A twenty-two-year-old hacker has agreed that he tried to threaten Apple company by alleging that he had data of accounts of millions of iPhone users and that he would destroy these accounts if not given the ransom. The hacker is known to be Kerem Albayrak, living in North London, who scared to clear more than 300 million Apple users' iCloud accounts, demanding that the company gave him iTunes reward vouchers amounting to £76,000 ($1,00,000), as a ransom. However, while enquiring about the issue, Apple discovered that Kerem's claims were false, and he didn't jeopardize the company's safety system.
Kerem has been charged with the crime of data breach and blackmailing and has been sentenced 2 years of jail imprisonment, and 300 hours of community service (unpaid). Two years back, in March 2017, Kerem e-mailed Apple company's safety unit, declaring to have hacked more than 300 Million iCloud accounts of Apple users. To strengthen his claim, Kerem showed him hacking two iCloud accounts in a video that he uploaded on Youtube. The hacker blackmailed to trade the iCloud accounts' data, drop his data on the internet and restore the iCloud accounts if he was denied by Apple to give his iTunes bonus voucher-request. Kerem also agreed to accept cryptocurrency as a payoff, saying he would accept a return of $75,000, but later raised it to $1,00,000. 2 weeks after the threat was sent, Kerem was caught in his house in north London, by the London police.

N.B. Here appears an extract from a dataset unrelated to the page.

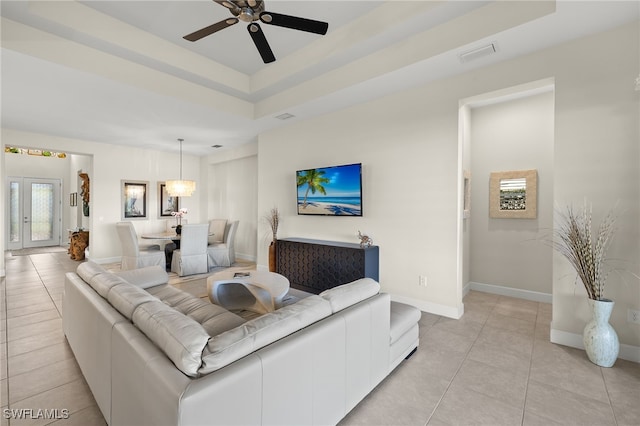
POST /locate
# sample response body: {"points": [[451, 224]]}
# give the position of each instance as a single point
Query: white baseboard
{"points": [[574, 340], [103, 260], [432, 308], [509, 291], [247, 257]]}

The attack is called Credential Stuffing-
Apple examined his allegations but was unable to obtain any solid proof that the users' iCloud accounts were hacked. "The hacker collected passwords and e-mail addresses from different aids, that were exposed recently on charges of the data breach," says UK's National Crime Agency in its inquiry. It further says that the hacker sought his chance, checking whether the user had similar iCloud accounts and passwords. The attack is known as 'Credential Stuffing,' which allows the process to complete faster.
While the investigation was in process, Kerem told the investigators, "You have fame and everyone starts to respect you, once you have power on the internet." Along with the 300 hours of unpaid community service, Kerem has also received an electronic curfew of 6 months. "Kerem thought that he could avoid prosecution when he hacked 2 iCloud accounts and blackmailed Apple, an MNC giant," says Anna Smith, senior investigative officer, NCA.